Después de enterarse de la mutilación de Wu Ming, estaba furioso y decidió visitar personalmente la Secta Xuanyuan con un grupo de discípulos.
Tang Man estaba perplejo:
—Solo un discípulo exterior ordinario de la Secta Xuanyuan…
¿realmente vale la pena que el Anciano Sun se altere tanto y tome acción personal?
—No lo sé.
De cualquier manera, exigiremos justicia para el Hermano Menor Wu Ming esta vez cuando visitemos la Secta Xuanyuan!
Mientras hablaba, Cui Yuan miró las heridas de Tang Man y los demás y dijo fríamente:
—La persona que te hirió no es un debilucho.
Probablemente no sea un don nadie.
Cuando lleguemos a la Secta Xuanyuan, ¡resolveremos todo de una vez!
—¡Bien!
Hermano Mayor Cui, ¡asegúrate de no mostrar piedad con ese mocoso!

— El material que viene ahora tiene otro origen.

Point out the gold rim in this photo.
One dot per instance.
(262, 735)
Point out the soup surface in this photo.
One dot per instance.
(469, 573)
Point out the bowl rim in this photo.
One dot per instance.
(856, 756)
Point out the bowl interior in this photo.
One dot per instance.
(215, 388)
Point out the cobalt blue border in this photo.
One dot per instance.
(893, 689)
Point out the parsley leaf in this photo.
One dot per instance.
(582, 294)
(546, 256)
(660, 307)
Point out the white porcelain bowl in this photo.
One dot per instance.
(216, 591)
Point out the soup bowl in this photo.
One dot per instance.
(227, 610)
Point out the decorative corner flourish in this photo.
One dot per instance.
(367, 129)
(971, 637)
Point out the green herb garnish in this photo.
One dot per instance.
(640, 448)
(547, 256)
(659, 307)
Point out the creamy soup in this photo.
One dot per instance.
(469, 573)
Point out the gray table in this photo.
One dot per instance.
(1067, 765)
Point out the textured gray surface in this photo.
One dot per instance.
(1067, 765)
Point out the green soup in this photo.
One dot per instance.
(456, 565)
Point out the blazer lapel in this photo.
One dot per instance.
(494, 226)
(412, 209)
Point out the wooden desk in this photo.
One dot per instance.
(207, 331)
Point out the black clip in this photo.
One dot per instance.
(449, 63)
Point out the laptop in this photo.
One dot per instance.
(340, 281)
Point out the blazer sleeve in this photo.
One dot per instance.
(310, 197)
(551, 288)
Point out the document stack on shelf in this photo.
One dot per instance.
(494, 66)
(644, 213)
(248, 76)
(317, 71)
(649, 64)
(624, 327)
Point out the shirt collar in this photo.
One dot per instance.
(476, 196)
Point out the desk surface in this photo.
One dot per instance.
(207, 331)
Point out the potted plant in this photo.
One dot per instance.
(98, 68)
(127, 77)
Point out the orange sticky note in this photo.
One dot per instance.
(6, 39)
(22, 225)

—La mirada de Tang Man se volvió salvaje.
—No te preocupes.
Quien se atreva a cruzarse conmigo, Cui Yuan, ¡encontrará que la muerte es una misericordia!
Cuando llegue el momento, lo lisiaré en el acto y arruinaré su reputación por completo!
Cui Yuan se burló cruelmente antes de continuar:
—Vámonos.
Vamos primero al Pueblo Chengxuan para encargarnos de estos bandidos.
Quiero ver quién tiene la audacia de dañar imprudentemente a los discípulos de las Tres Grandes Sectas!